Michael Abrash, the chief scientist at Facebook’s Oculus, says that “graphics will be the Wild West again,” as he does not see the end in sight with regard to what the virtual reality experiences will deliver. He, his co-workers and counterparts with a score of other companies are well versed in the roles of accommodation, convergence, fixation disparity and disparity budgets, eye tracking latency and refresh rates for like-real visual experiences. They understand the importance of pixel pitch and angular resolution along with positioning sensors for pixel perfect registration of virtual images with the real world and how the eye wear will provide rich, fast, three-dimensional visual experiences.
The developers of the virtual and augmented reality systems understand well that vision is the dominant sensory process and find meaning and opportunity in phenomena such as the McGurk effect, in which vision alters auditory perception. The systems will have powerful audio and will ultimately incorporate stimuli or cues for the other senses to make beyond-real virtual reality.

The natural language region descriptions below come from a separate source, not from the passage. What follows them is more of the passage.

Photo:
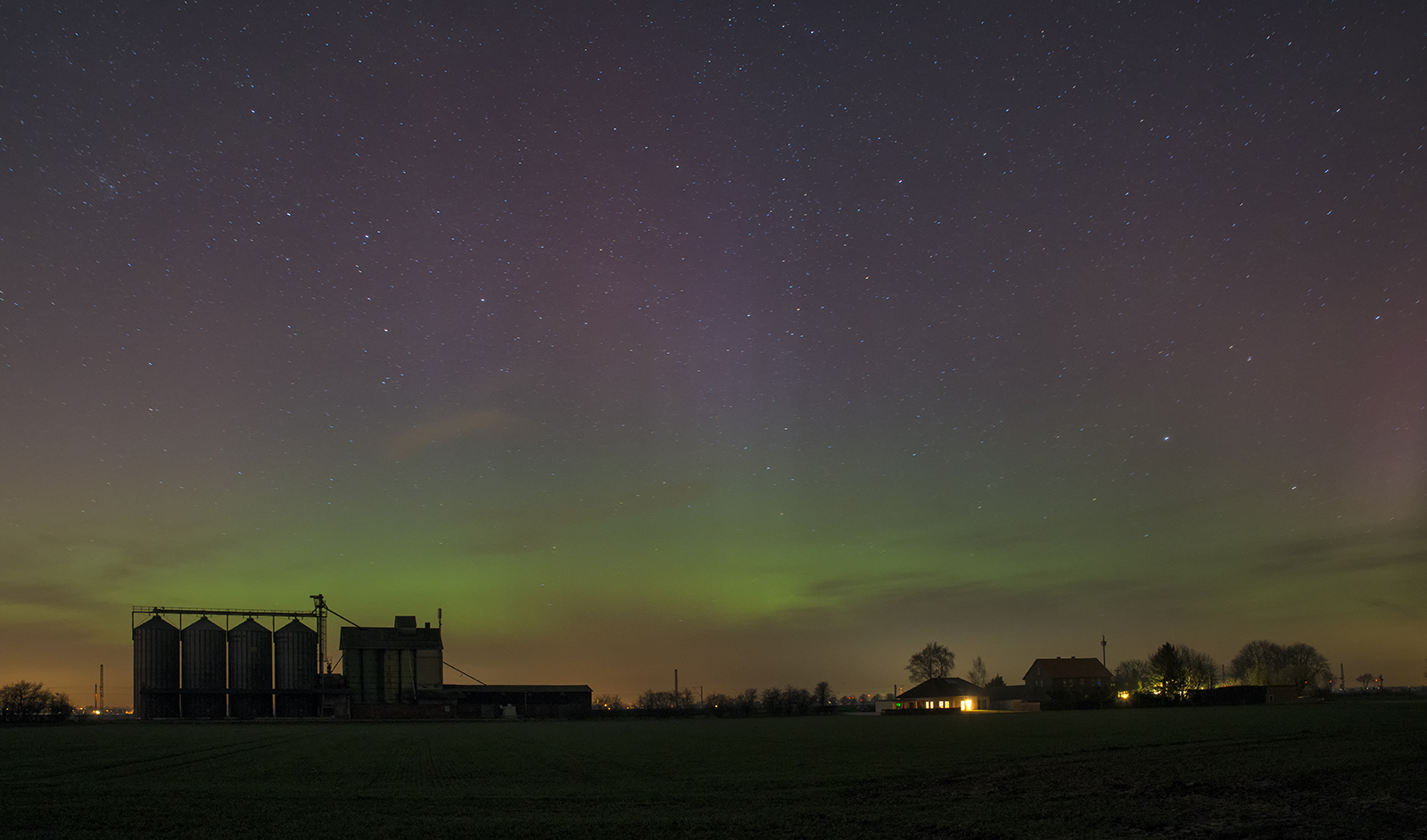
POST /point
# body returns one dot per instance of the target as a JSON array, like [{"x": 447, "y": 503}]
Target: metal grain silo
[
  {"x": 250, "y": 671},
  {"x": 156, "y": 669},
  {"x": 294, "y": 669},
  {"x": 204, "y": 666}
]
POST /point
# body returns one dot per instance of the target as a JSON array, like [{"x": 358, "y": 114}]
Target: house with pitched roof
[{"x": 1072, "y": 676}]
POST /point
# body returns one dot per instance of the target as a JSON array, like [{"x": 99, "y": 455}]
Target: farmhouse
[
  {"x": 942, "y": 694},
  {"x": 1067, "y": 676}
]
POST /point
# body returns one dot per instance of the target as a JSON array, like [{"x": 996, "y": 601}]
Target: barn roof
[
  {"x": 944, "y": 687},
  {"x": 1070, "y": 668}
]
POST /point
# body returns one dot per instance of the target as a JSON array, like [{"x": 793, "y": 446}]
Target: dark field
[{"x": 1317, "y": 770}]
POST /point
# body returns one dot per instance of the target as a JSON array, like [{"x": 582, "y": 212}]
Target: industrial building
[
  {"x": 397, "y": 673},
  {"x": 204, "y": 671}
]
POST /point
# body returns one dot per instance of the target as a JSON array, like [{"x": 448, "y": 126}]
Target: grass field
[{"x": 1315, "y": 770}]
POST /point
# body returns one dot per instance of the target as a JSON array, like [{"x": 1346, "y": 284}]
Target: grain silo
[
  {"x": 294, "y": 669},
  {"x": 250, "y": 671},
  {"x": 156, "y": 669},
  {"x": 204, "y": 666}
]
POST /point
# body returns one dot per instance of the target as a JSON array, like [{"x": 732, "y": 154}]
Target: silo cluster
[{"x": 207, "y": 672}]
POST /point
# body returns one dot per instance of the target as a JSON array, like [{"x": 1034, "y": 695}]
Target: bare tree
[
  {"x": 1303, "y": 665},
  {"x": 977, "y": 675},
  {"x": 1167, "y": 672},
  {"x": 1134, "y": 675},
  {"x": 931, "y": 662},
  {"x": 1200, "y": 671},
  {"x": 1258, "y": 662},
  {"x": 25, "y": 701}
]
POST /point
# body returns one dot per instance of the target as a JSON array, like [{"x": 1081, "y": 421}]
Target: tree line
[
  {"x": 771, "y": 701},
  {"x": 26, "y": 702},
  {"x": 1174, "y": 671}
]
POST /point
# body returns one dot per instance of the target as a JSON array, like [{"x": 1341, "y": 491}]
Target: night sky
[{"x": 763, "y": 342}]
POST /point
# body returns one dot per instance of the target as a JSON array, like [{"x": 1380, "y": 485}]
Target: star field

It is fair to extrapolate the high number of hours that personal computers, tablets, televisions, game players and mobile phones are currently used to estimate the hours of use of virtual reality and augmented reality systems for stationary and mobile information and entertainment.
Challenge to the binocular system
It is one thing to be concerned for the challenge to the eyes from a health perspective and the binocular system from a comfort and functional performance perspective. It is another to participate in aiding the users as they adapt to the vision and visual perceptual demands of these systems. Will optometry take the human factors role in assisting the developers and ministering to the users, or will this role be taken by human factor experts in other fields? It is one thing to appreciate the challenge to human adaptation and another to be proactive in optometry adapting to the evolution of visual experiences.
It is fair to say that optometry evolved contemporaneously with the advent of printed and photographic media, higher education for the masses and the operation of the automobile. Whether the advance of optometry was caused by the increase in demanding visual experiences or only correlates with the advances may need further study. It is my take that vision care was a response to the evolution of visual experience and the related demands on vision in the last century, while medical eye care grew as a result of incremental learning and understanding in diagnostic and therapeutic pharmaceuticals and surgical intervention.
Opportunity for optometry
The next decade will be marked with an exponential increase in the use of head-mounted display technology. In some cases, the eye wear will include eye-borne optics as in the Innovega iOptik contact lens-enabled wearable display.
Will optometry seek a role in prescribing, fitting and consulting on the use of these systems? Will doctors of optometry expand their knowledge base into visual perception and visual performance so they can work with those whose relative individual deficiencies detract from their performance when using the systems in the same manner that we deliver care to those who perform at lower levels in reading or sports today?
Make no mistake, the magnitude of the enjoyment and the power of the information from wearable technology will rapidly drive the use of these systems to millions of consumers and derive billions of dollars. It will be an opportunity for optometry to take a proactive role in understanding the demands of the systems and how to prescribe and fit them. There is also opportunity to train those with performance deficiencies and apply the systems to vision therapy and low vision.